Maggie Sanders was only a few minutes late. She pulled up near Mary in a silver Suburban and leaned over to open the door. “Hop in.”

Mary obeyed, climbing up into the seat and reaching for the belt. “Where’s Allie?”

“At a friend’s house in town. I didn’t want her to be home alone.”

Mary felt a shiver of apprehension and glanced at Maggie. “That’s right. Your house is close to the pass.”

“Yeah.” Maggie shook her head and put the car in gear. “I’m trying not to think about that. But there are quite a few houses scattered around out there. And The Little Church in the Woods.”

The sun had completely vanished by the time they reached the top of Edgerton Pass. Vehicles were everywhere, pulled off to the side of the road, and a tarp-covered command center was now lighted by gas lanterns.

The smoke from the fire, once again a thick, rising column that reached high into the sky, caught the sunlight, glowing golden and red at the top. Below, in the shadows, it turned silvery-gray, smudgy. Occasionally it would part a bit and reveal the hellish glow of flames.

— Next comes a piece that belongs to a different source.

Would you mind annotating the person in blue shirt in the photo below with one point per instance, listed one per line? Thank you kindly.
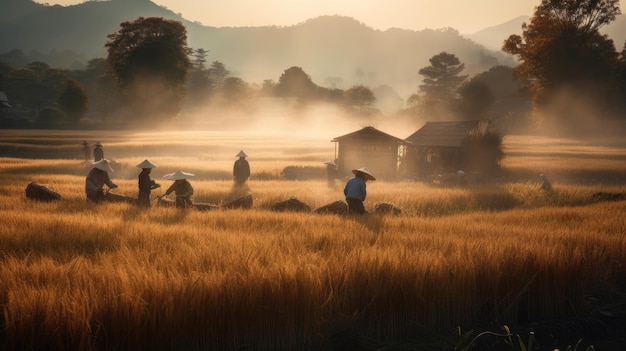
(355, 190)
(146, 184)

It was a few miles away, Mary noted with relief as she helped Maggie unload the insulated food containers and pass them out to the men. But even as she felt the relief, she realized how rapidly the situation could change.

“Sorry I didn’t call.”

The sound of Sam’s voice caused her to turn around just as she finished lifting two foam containers from the back of the Suburban. Standing there with the cartons in her hand, she felt relief pour through her, so great that for an instant her knees felt rubbery. He wasn’t down in the valley. A little warning bell clanged in her mind, pointing out that she was reacting too strongly, that she didn’t know Sam well enough to feel this strongly. But the thought whispered away as he smiled at her.

“Hamburger and fries?” she asked stupidly.